Technical Developments in Structured Illumination Microscopy for Coherent and Multimodal Fluorescent Sub-Diffraction Resolution Imaging
Optical microscopy plays a crucial role in the biological sciences for its ability to enable visualization of biological samples at sub-cellular levels. Many imaging subdivisions exist under this umbrella of general microscopy, and each are tailored towards specific design, contrast, and visualization constraints. Standard examples that have found widespread use include dark-field, phase-contrast, holographic, and fluorescent microscopies. However, a critical factor that physically limits the optical resolution of general microscopy is diffraction. Unfortunately, this “diffraction-limit” can prevent visualization of significant biologically relevant structures, which in turn can limit biological insights. In response to such a limit, several works have advanced the field of sub-diffraction resolution imaging, which consist of optical imaging techniques that seek to achieve imaging resolutions beyond that which is allowed by the diffraction-limit. This set of techniques can largely be divided into two classes. The first class of sub-diffraction techniques is targeted towards cases where the sample is coherently illuminated and diffracts into the imaging system’s aperture. For such cases, synthetic aperture (SA) is a popular choice and operates by using oblique illuminations to spatiotemporally synthesize a wider frequency support into the image than allowed by the diffraction limit. The second class of sub-diffraction techniques, often referred to as "super-resolution" techniques, typically utilize specialized fluorophores with either photoswitching or depletion capabilities. Photoactivated localization microscopy (PALM) is a super-resolution example that localizes photoswitchable fluorophores to sub-diffraction resolutions per acquisition, before combining into a final super-resolved image. Stimulated emission depletion (STED) is another super-resolution example that spatially modulates its excitation to narrow its optical point-spread-function. Unfortunately, SA and fluorescent super-resolution techniques are generally incompatible for sub-diffraction resolution fluorescent and coherent imaging, respectively – thus, a multimodal sub-diffraction imaging solution compatible with both coherent and fluorescent imaging has remained elusive.

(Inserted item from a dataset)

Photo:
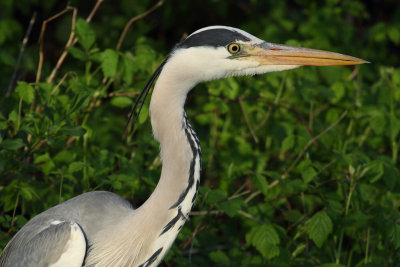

In this dissertation, we demonstrate that structured illumination (SI) is a sub-diffraction technique compatible with both diffractive and fluorescent imaging. We first develop the theoretical framework that extends SI to coherent imaging and experimentally demonstrate SI’s capabilities for 2D sub-diffraction resolution imaging of coherently diffractive samples. Sub-diffraction resolution imaging based on scattering intensity and transmission-based quantitative-phase (QP) are shown. In addition, we show extend SI to 3D coherent imaging, and show applications of this towards 3D QP and refractive-index (RI) tomography. Finally, we show multimodal applications of SI that allow sub-diffraction resolution fluorescent and coherent imaging, which has great potential utility for the biological sciences.